This degree of technology and go-to-market complexity needs a scalable and blended support mechanism, otherwise the leaky bucket could become more than firms can handle. While enterprise based and app based models need different support functions, they still need scalable and affordable CS.
CS is not just about minimising churn, it’s about making clients happy and getting your firm deeper into their route to an established and aware view on value. It’s also about bringing in the right experts, eg sales person, when a new sales opportunity is spotted.
Here the devil is 100% in the detail for CS as it’s largely focused on the here and now of each important client. So when an enterprise client fails to join a webinar, for example, the CS rep can follow that up for every person (across the accounts that matter) who signed up. This is normally rather ‘in the weeds’ for an account manager or sales person to even think of, let alone action.
A client using an app based service might need a completely different type of support to ensure education, problem solving and deployment achieves its maximum potential. Sales and account management teams certainly need to focus on their own set of priorities.
This degree of segmented focus will accelerate client adoption and embed them in your world much faster, make them an advocate much faster and allow you to expand the cross-sell and up-sell at pace.
How to make CS work?
Give CS some form of revenue target and have them sit in the sales team. Their KPI could purely be focused on renewal rates initially, but it could also progress to account expansion once the CS function is established – it all depends on how you want to segment your teams and their primary goals.
One thing I’ve seen commented on social media regularly is that you can’t have a new business lead head up CS – because the motivations and focus are quite different. You want healthy competitive tension with constructive collaboration between CS and the inbound and outbound sales function.
Don’t isolate CS from the clients as they move through the buyer journey towards a DECISION, especially in enterprise sales. Give them a presence and role in helping the client see who, what, how and when handover from sales to CS happens. They need to have a solid relationship before handover.
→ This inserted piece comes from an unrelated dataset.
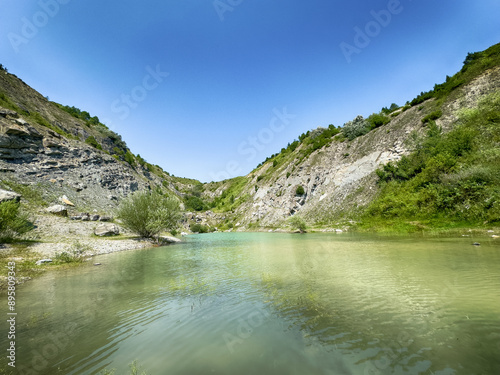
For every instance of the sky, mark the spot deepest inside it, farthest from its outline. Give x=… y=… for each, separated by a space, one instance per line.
x=208 y=89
The handover is the most stressful and uncertain time for the client if there is no prior relationship.
What are the best KPIs for CS?
Consider both lagging and leading KPIs so that short and medium term performance is always managed:
- Lagging indicators – further ahead activities that lead to sales. Eg new bookings/retention and renewals, increased advocacy/ net promoter scores across the different decision makers and users etc, deepening understanding of issues and needs that leads to sales.
- Leading indicators – more readily achievable and direct sales. Eg pipeline generation, qualification and closure.
This means the buyer journey isn’t just about happiness, it’s also about evidenced value and achievable growth in the digital age.